From the tiniest building blocks of atoms to the expansive universe, life is balanced somewhere between the extremes. The extremes have a lot to teach us, though. You can’t fully understand your car, sound system, or yourself until the limits are tested. Similarly, we can’t fully understand the matter and interactions that shape the universe until we test their limits—including how they behave at extreme temperatures.

When it comes to cold, the most extreme temperature is absolute zero, the point where atoms stop moving. In meteorological terms this is – 459.67 °F, while in the temperature scales more commonly used in research, absolute zero is 0 K and -273 °C.

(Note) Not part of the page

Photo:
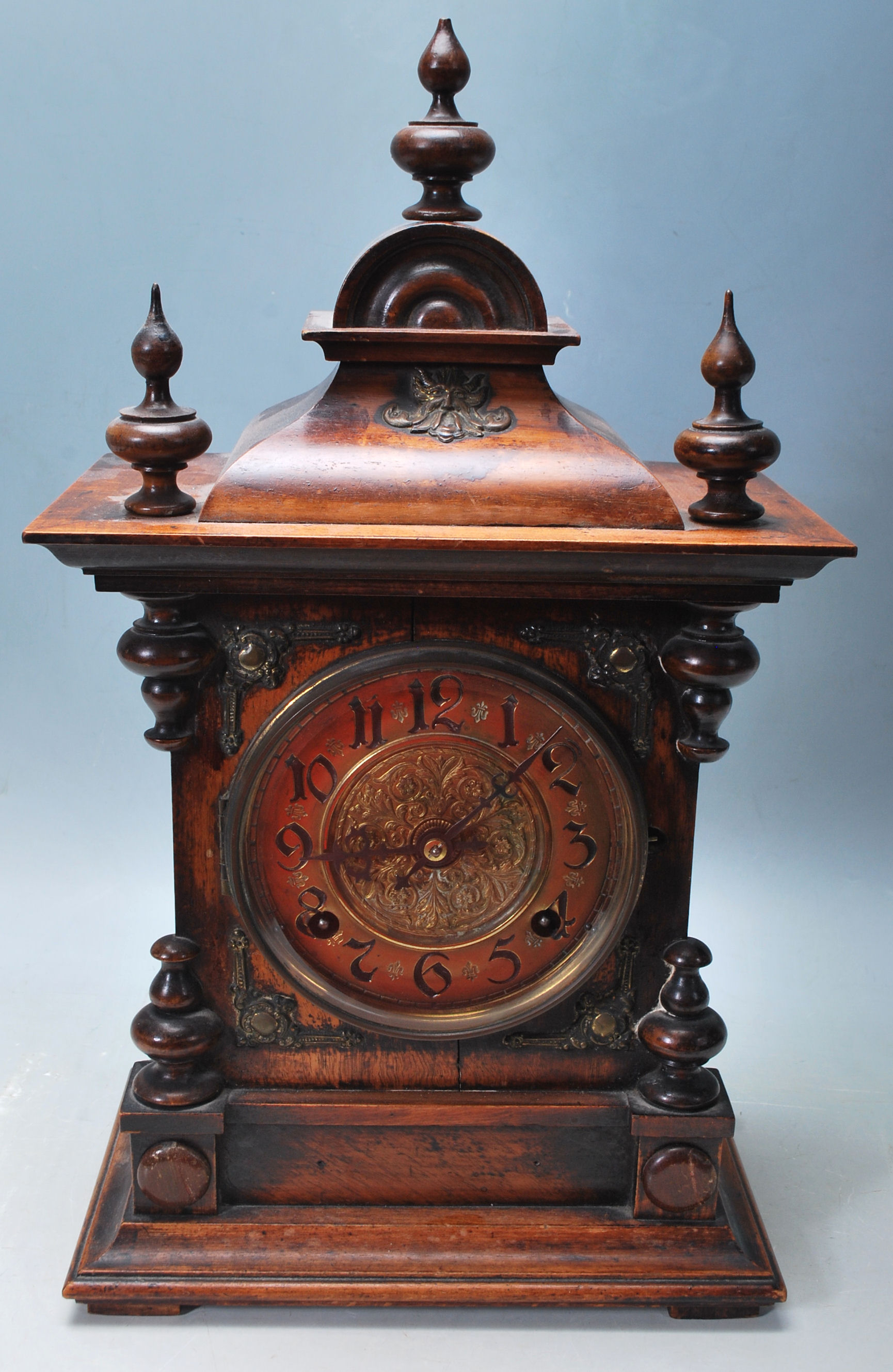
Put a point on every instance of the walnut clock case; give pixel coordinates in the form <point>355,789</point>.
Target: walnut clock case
<point>437,660</point>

It’s kind of absurd to think about absolute zero in terms of how that would feel to us, and that’s not how physicists define the word. Temperature is associated with movement. Imagine that you could see the atoms and molecules of a gas in a closed room. They would be zipping around in all different directions, bouncing off of each other and the walls. The temperature of the gas in the room is defined as the average kinetic energy, the energy of motion, of the particles.

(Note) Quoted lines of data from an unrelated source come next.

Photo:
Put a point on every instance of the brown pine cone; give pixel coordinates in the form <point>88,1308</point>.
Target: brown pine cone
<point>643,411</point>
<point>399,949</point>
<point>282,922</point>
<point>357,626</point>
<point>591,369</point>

So, how do you stop all motion?

A few years ago, Physics Central released a poster (which you can download for free) that posed this question: How do lasers help create both the coldest and hottest spots on earth? You can read the long answer here, but the short answer is energy. In a nutshell, lasers are beams of light where everything lines up just right. They are really powerful because you can direct very precise amounts of energy into a very small space. Scientists have been able to cool atoms very close to absolute zero through a technique called laser cooling. Laser cooling is worthy of its own article, and has one here, but suffice it to say that it involves using carefully tuned lasers to counteract the motion of atoms, bringing them to a standstill.

About five years ago, NIST scientists used a modified version of laser cooling to cool an aluminum drum way down, close to absolute zero. With a diameter of 0.02 millimeters and a thickness of 0.0001 millimeters, the drum is small by most standards, but much bigger than an atom—and therefore harder to cool down.

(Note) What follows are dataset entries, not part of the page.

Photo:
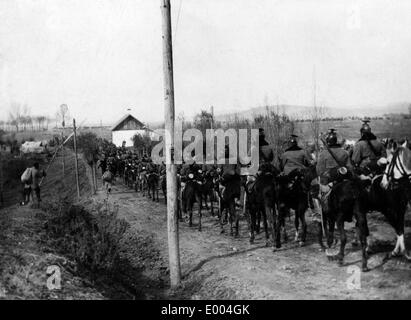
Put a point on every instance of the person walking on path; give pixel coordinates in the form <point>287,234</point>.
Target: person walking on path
<point>37,174</point>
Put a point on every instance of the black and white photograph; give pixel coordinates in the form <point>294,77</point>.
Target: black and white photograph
<point>223,150</point>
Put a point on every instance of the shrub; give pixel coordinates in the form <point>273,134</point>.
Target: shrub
<point>91,239</point>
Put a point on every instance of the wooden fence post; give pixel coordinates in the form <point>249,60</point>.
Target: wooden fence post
<point>76,159</point>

The drum was part of an electrical circuit driven by a microwave laser. The experiment was designed so that each beat of the drum produced a photon, a particle of light, that was coaxed into carrying energy away from the drum. Using this method, they were able to cool the drum down to the lowest temperature allowed by conventional methods. The conventional low temperature limit is based on quantum mechanical fluctuations in the intensity of the light produced by the laser. These fluctuations generate noise that adds heat to the system.

To the surprise of many, the team just demonstrated how to bypass this limit and cooled the drum down even closer to absolute zero. They did so by using something called “squeezed light” to drive the circuit. It’s a quantum mechanics thing, and it’s really not the light itself that is squeezed, it’s the quantum fluctuations—the noise—that is squeezed.

Imagine you are holding a small balloon in your palm. If you squeeze the balloon with your fingers spaced apart, air-filled pockets will pop up between your fingers. You’ve moved the air in the balloon from one place in space to another. When you squeeze light, you move these quantum fluctuations from one place to another. Not from one physical, 3-dimensional place to another, but from one type of noise fluctuation to another. You decrease the kind of noise that generates heat, and increase another kind of noise that doesn’t add heat to the system.

By reducing the quantum fluctuations in the experiment, the scientists were able to reach a significantly lower temperature. In fact, their mathematical model predicts that the more you can “squeeze” the light, the closer to absolute zero you can get. Not only does this mean more sensitive sensors and experiments that can explore matter under more extreme conditions, but it also bridges the mechanical and quantum worlds in new ways.
Now, can we get a picture of that drum in a tiny scarf?